ポケモンカード欲しさに親の財布から1万円盗んだ小3の息子 どうやって俺は子供と向き合ったか?【村橋ゴロー】
俺もそうだった。俺も親の財布からよー金を抜いていた。おふくろのがま口、おやじの長財布、そしてウチは商売をしていたので現金のたんまり入ったレジ。そこかしこにゲンナマがあり、小3ぐらいから高校生になるまで、よーパクった。罪悪感はあるにはあったが、それよりも「何とかしなきゃ」という思いのほうが強かったと記憶している。欲しいものはあるが親は買ってくれない。まだ小学生で金を稼ぐ術はない。で、見渡せば家のなかにはお金がそこかしこにある。だからそれを盗る。だから「盗む」というより、「補充する」感覚が強かった。しかも「やむにやまれず」という自身への言い訳つきで。
ひるがえって、我が愛しの息子である。彼は都会っ子で品川区に住んでいる。周りの友達はタワマン族が多く、そのアッパーな暮らしを目のあたりにしている。ウチは貧乏ではないが、5000円も6000円もするポケモンカードを、ほいほい箱買いしてあげる余裕はない。そんな環境において、息子も「やむにやまれず」「補充」しただけなのだろう。彼はタワマン族の友達と、そのマンションでよく遊んでいる。「あそこのロビー、フリーWi-Fiがあるから友達とSwitchで遊べるんだよね」。「あそこの空き地広いから、野球できるんだよね」と言っていた俺とは大違いである。タワマンの豪奢なソファーや調度品が置かれたロビーで遊んでいる息子からしたら、そりゃ何につけお金が必要になってくるわな。

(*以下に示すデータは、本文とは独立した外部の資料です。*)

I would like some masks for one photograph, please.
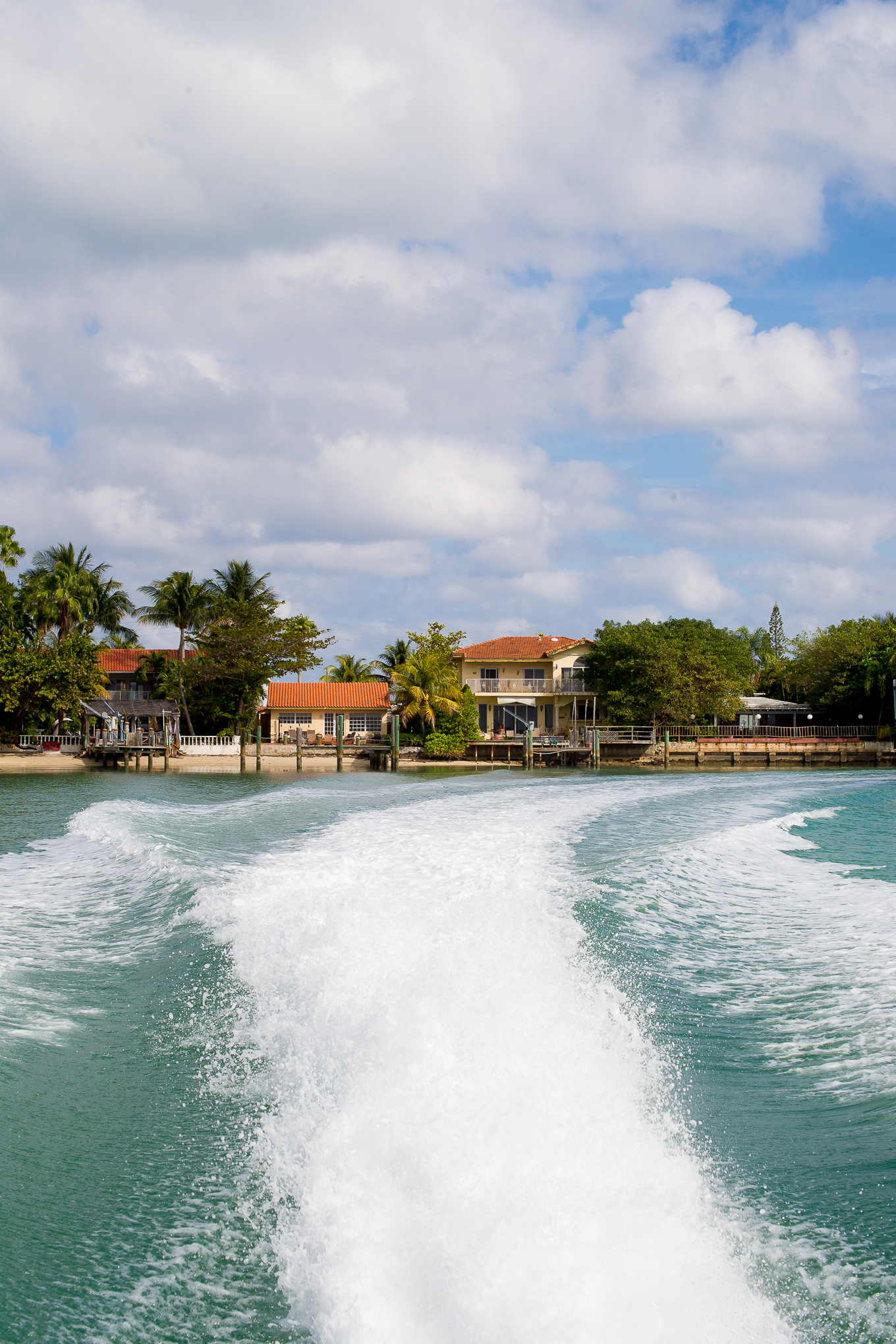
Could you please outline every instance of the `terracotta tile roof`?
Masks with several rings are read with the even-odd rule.
[[[567,634],[557,638],[537,634],[508,634],[500,640],[486,640],[485,644],[467,644],[458,649],[455,657],[465,659],[504,659],[510,663],[525,663],[527,659],[548,659],[552,653],[572,648],[576,644],[590,644],[591,640],[571,640]]]
[[[98,649],[97,661],[103,672],[136,672],[138,663],[146,653],[167,653],[169,659],[177,657],[177,649]]]
[[[271,681],[269,710],[390,708],[388,681]]]

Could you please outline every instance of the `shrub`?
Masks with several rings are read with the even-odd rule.
[[[423,747],[423,755],[437,757],[439,761],[463,761],[466,757],[466,742],[454,734],[430,732]]]

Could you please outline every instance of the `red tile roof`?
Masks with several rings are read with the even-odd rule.
[[[390,708],[388,681],[271,681],[269,710]]]
[[[167,653],[177,657],[177,649],[98,649],[97,660],[103,672],[136,672],[146,653]],[[189,655],[187,655],[189,657]]]
[[[576,644],[590,644],[591,640],[571,640],[566,634],[551,638],[551,636],[520,634],[504,636],[500,640],[486,640],[485,644],[467,644],[457,649],[455,657],[465,659],[504,659],[512,663],[524,663],[527,659],[549,659],[552,653],[572,648]]]

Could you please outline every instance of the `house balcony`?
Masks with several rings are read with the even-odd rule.
[[[482,677],[467,679],[473,695],[584,695],[584,680],[580,677]]]

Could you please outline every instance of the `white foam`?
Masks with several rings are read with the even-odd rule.
[[[371,809],[200,892],[255,993],[281,1282],[321,1344],[789,1337],[582,962],[566,837],[603,800]]]
[[[614,896],[664,966],[723,1011],[760,1013],[762,1048],[807,1086],[896,1090],[896,888],[815,860],[798,831],[836,809],[727,827],[639,856]]]

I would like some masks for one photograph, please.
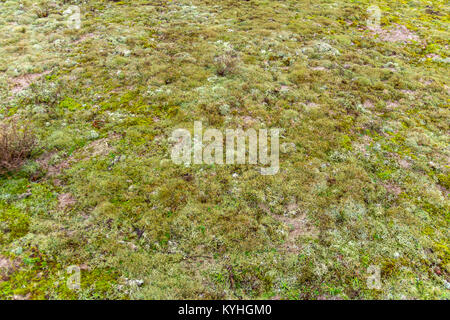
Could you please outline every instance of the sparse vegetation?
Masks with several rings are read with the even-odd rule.
[[[0,1],[0,298],[448,299],[449,14]],[[280,172],[175,165],[194,121],[282,128]]]
[[[0,122],[0,174],[19,168],[36,144],[29,126],[21,127],[15,120]]]

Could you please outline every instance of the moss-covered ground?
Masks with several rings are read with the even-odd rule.
[[[0,176],[0,298],[448,299],[449,14],[0,0],[0,119],[40,141]],[[282,128],[280,172],[174,164],[194,121]]]

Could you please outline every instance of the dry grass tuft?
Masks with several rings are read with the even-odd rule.
[[[37,144],[29,126],[0,122],[0,173],[19,168]]]

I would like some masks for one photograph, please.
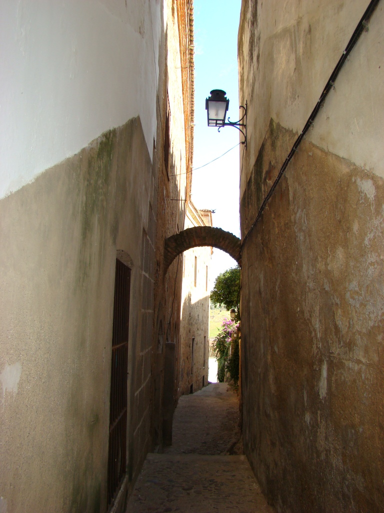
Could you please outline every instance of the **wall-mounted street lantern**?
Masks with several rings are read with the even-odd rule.
[[[226,97],[227,94],[222,89],[212,89],[210,92],[210,96],[205,100],[205,110],[207,111],[208,126],[209,127],[217,127],[218,131],[220,131],[222,127],[235,127],[241,132],[244,136],[244,140],[241,142],[247,147],[247,102],[245,107],[240,105],[239,108],[244,109],[244,113],[242,117],[238,121],[230,121],[228,118],[228,122],[225,122],[228,108],[229,106],[229,100]],[[242,121],[243,121],[242,123]],[[242,130],[240,127],[244,127]]]

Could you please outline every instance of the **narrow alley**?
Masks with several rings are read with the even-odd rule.
[[[243,455],[237,396],[212,383],[180,398],[173,444],[150,453],[127,513],[272,513]]]

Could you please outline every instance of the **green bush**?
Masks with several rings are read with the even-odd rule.
[[[218,362],[217,379],[223,383],[225,375],[228,372],[235,384],[239,381],[239,340],[236,339],[232,344],[231,353],[231,334],[236,330],[238,324],[234,321],[224,318],[221,329],[215,338],[215,354]]]

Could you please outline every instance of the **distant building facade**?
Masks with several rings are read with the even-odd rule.
[[[211,226],[210,210],[190,202],[185,228]],[[209,274],[212,248],[193,248],[183,253],[179,394],[200,390],[208,382]]]

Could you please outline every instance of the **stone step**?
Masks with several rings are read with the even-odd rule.
[[[244,456],[148,454],[127,512],[273,513]]]

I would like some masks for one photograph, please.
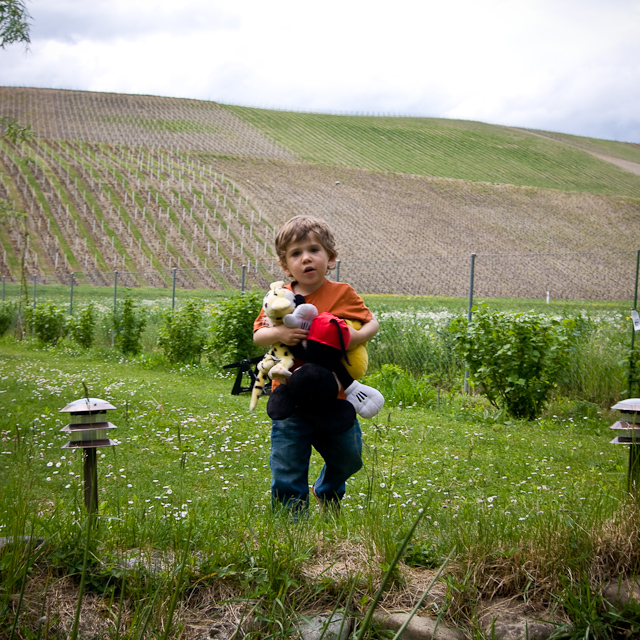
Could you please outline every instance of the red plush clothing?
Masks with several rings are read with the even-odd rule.
[[[285,289],[293,291],[295,282],[285,285]],[[332,313],[343,320],[359,320],[362,324],[366,324],[373,317],[371,311],[367,308],[364,300],[356,293],[355,289],[346,282],[334,282],[325,279],[323,285],[313,293],[304,297],[304,301],[315,305],[318,313]],[[253,323],[254,332],[263,327],[270,327],[269,320],[264,313],[264,309],[260,310],[260,314]],[[302,363],[294,363],[294,368]],[[274,380],[274,388],[277,386]],[[344,399],[345,395],[340,391],[340,396]]]

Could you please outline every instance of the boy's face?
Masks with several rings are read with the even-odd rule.
[[[309,294],[322,286],[327,269],[335,263],[315,233],[292,242],[285,253],[284,272]],[[303,293],[304,295],[304,293]]]

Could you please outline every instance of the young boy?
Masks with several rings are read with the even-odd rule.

いや、そんな理解を示している場合じゃないんだよ、俺氏。あんたの息子が、あんたの財布から金を抜いたんだ。それ相当の説教をしないと、愛しい息子が足を踏み外してしまうよ。そうだ、俺は親だったんだ。慌てて今回のことを息子に諭そうと、文言を頭に浮かべた。何て叱りゃいいんだ? 感情的に怒るのではなく、いかに説教すれば彼の心に響くのか。さめざめと泣いて反省してくれるのか……わからん、そんなん知らん!習ったことない! とりあえず「親の金を盗む 𠮟り方」とググってみた。こっち(親)だって必死なのだ。えらいもんでスマホは回答例を示してくれたが、ピンとこない。AIのくれた答えをパクるのをやめ、息子と向き合った。